Primary LanguageGoApache License 2.0Apache-2.0

Overview

service-account-token-refresher is a light-weight sidecar designed to ensure the continuous validity of the service account token projected by kubelet. It takes on the role of renewing the token when kubelet doesn't, addressing a known issue in Kubernetes where it ceases to refresh the token as a pod enters termination phase.

For more details on the issue, visit: Kubelet stops rotating service account tokens when pod is terminating, breaking preStop hooks

This issue particularly affects pods that require a significant amount of time, potentially hours or days, to shut down gracefully after Kubernetes sends a termination signal.

Working

Deployment Instructions

  1. Build and push the Docker image using the provided Dockerfile to your preferred container registry.
  2. Deploy the tool to your cluster using the sample Kubernetes manifest found here: examples/token-refresher.yaml

How It Works

The token refresher is designed to operate as a sidecar container alongside your main application that depends on the service account token. It generates a new token at a custom location and updates the main container to use this new path. The refresher goes through several key phases:

  1. Initialization

    Initially, the refresher checks for the existence of a custom token. If it's missing, it sets up a symlink to the default projected token.

  2. Monitoring

    Then it enters a passive state where it periodically checks if the current token is expiring soon while waiting for a termination signal from Kubernetes.

    If it receives a shutdown signal (either from Kubernetes or the application) or it detects that the token is about to expire, it transitions to the active state.

  3. Refreshing

    In the active state, the refresher begins to regularly request a new token from the Kubernetes API server before the current one expires. It includes robust error handling to manage potential API server issues. This process continues until the application signals the refresher to stop.

Usage

$ token-refresher --help
A sidecar which starts auto-refreshing the service account token when the default one is close to expiry or container receives a shutdown signal.

Usage:
  token-refresher [flags]

Flags:
      --default_token_file string      path to default service account token file (default "/var/run/secrets/eks.amazonaws.com/serviceaccount/token")
      --expiration_duration duration   token expiry duration (default 2h0m0s)
  -h, --help                           help for token-refresher
      --kubeconfig string              (optional) absolute path to the kubeconfig file (default "/home/token-refresher/.kube/config")
      --max_attempts int               max retries on token refresh failure (default 3)
  -n, --namespace string               current namespace
      --refresh_interval duration      token refresh interval (default 1h0m0s)
  -s, --service_account string         name of service account to issue token for
      --sleep duration                 sleep duration between retries (default 20s)
      --token_audience strings         comma separated token audience (default [sts.amazonaws.com])
      --token_file string              path to self-managed service account token file (default "/var/run/secrets/token-refresher/token")

Backstory

While moving a microservice to Kubernetes, we encountered a scenario where the service required over 24 hours to fully drain. We set up a PreStop hook and extended the terminationGracePeriodSeconds to accommodate this. However, we soon faced ExpiredTokenException errors.

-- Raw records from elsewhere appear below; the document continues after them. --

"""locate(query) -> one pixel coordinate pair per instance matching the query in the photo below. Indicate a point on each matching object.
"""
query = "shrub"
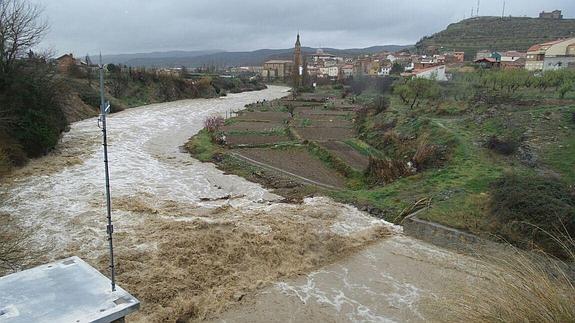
(425, 153)
(381, 103)
(528, 207)
(213, 125)
(385, 171)
(515, 286)
(506, 146)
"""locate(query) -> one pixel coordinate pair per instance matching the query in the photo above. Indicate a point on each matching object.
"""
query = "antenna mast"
(104, 110)
(478, 3)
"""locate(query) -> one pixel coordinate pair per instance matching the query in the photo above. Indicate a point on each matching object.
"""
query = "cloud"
(129, 26)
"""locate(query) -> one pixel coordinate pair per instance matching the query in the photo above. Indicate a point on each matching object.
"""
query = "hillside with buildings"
(496, 33)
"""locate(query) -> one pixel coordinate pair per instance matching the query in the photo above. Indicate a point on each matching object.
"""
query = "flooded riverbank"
(190, 240)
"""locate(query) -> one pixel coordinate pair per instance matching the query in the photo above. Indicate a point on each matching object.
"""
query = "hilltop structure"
(553, 55)
(298, 64)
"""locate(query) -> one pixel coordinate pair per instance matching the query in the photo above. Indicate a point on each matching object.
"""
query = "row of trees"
(30, 118)
(561, 81)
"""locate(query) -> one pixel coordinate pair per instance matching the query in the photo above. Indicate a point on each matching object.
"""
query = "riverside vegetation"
(492, 152)
(37, 102)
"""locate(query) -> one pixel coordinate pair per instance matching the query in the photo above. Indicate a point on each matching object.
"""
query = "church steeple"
(298, 64)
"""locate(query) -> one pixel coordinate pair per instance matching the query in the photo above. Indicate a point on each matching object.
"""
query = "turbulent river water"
(60, 197)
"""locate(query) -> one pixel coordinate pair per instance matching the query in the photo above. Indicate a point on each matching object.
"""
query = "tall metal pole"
(104, 108)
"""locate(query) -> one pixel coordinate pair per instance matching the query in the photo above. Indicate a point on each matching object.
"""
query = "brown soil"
(235, 140)
(318, 110)
(191, 269)
(297, 161)
(325, 134)
(75, 109)
(277, 117)
(324, 122)
(349, 155)
(253, 126)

Investigation led us to a bug in Kubernetes, still unresolved as of March 2024, detailed here: Kubelet stops rotating service account tokens when pod is terminating, breaking preStop hooks.

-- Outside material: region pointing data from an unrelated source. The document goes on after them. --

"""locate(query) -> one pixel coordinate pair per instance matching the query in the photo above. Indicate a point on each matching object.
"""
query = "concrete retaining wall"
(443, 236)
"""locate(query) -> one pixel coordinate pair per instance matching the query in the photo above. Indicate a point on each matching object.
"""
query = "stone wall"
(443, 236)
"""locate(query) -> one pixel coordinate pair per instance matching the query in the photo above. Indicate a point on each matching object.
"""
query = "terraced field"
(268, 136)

We attempted a workaround by extending the token expiration using the eks.amazonaws.com/token-expiration annotation, but it couldn't exceed 24 hours as discussed here. We then looked at the cluster level service-account-max-token-expiration flag, only to be blocked by an open feature request that prevented us from adjusting it ourselves: Allow user to modify the kube-apiserver flag --service-account-max-token-expiration.

We also considered using long-lived tokens, but they were incompatible due to a hardcoded issuer in the tokens, which was not accepted as per the error: An error occurred (InvalidIdentityToken) when calling the AssumeRoleWithWebIdentity operation: Issuer must be a valid URL. We needed the issuer to match the cluster's OIDC HTTP URL.

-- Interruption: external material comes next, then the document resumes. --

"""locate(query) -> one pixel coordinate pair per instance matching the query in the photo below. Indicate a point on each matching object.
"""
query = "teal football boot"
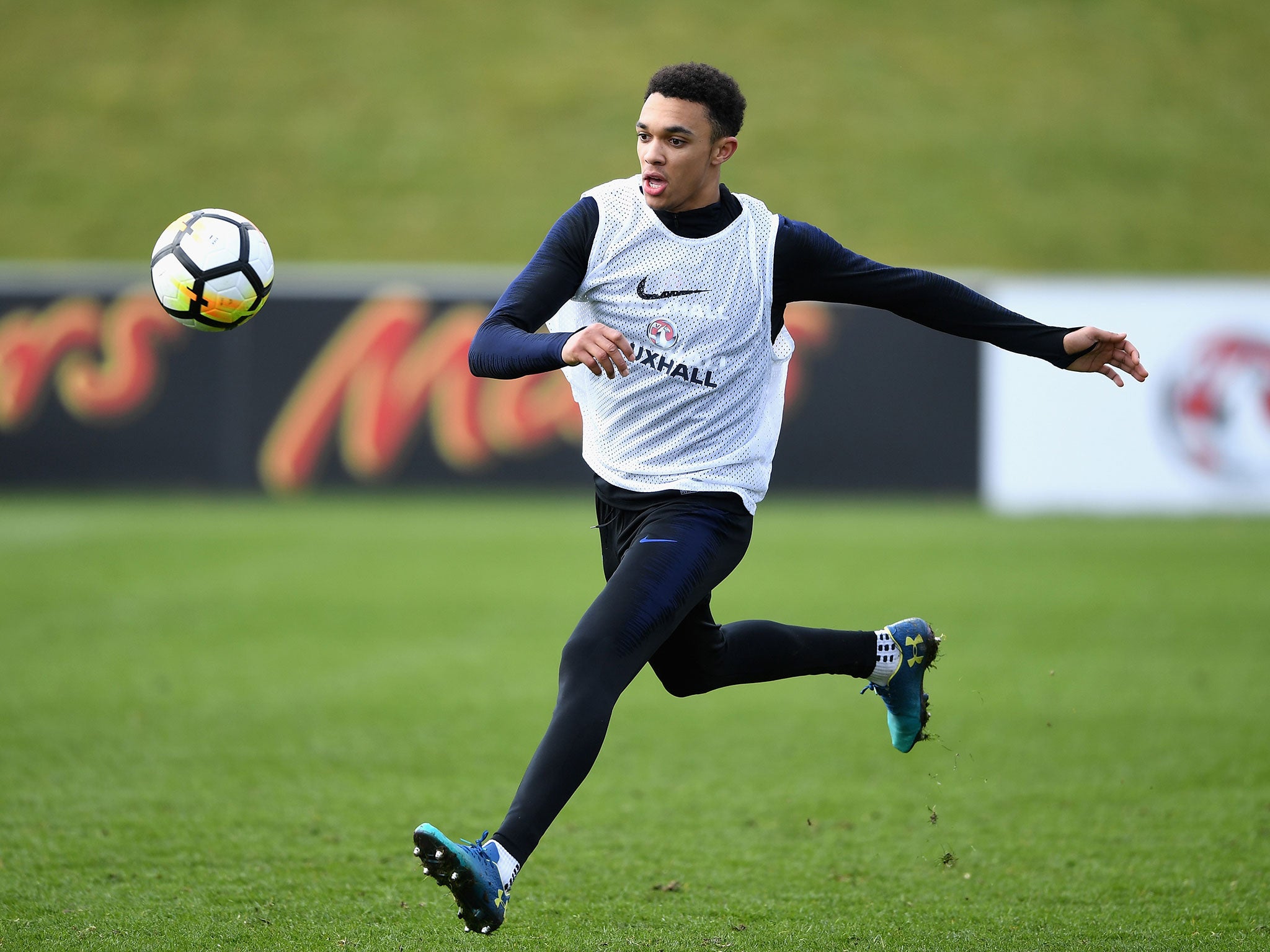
(906, 701)
(469, 871)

After exhausting all other available options, we decided to build our own token-refresher. It began as a simple shell script to fetch new tokens from the API server, but as complexity grew with retries and error handling, and with the need for better testing, we developed this Go-based service.

During testing, we encountered another hiccup where the refresher would start after the main container, causing errors due to the missing token. To resolve this, we added an init container to create the necessary symlink from the custom token to the default one at startup.

This refresher has proven to be very effective for us, and we hope it will be beneficial to you as well!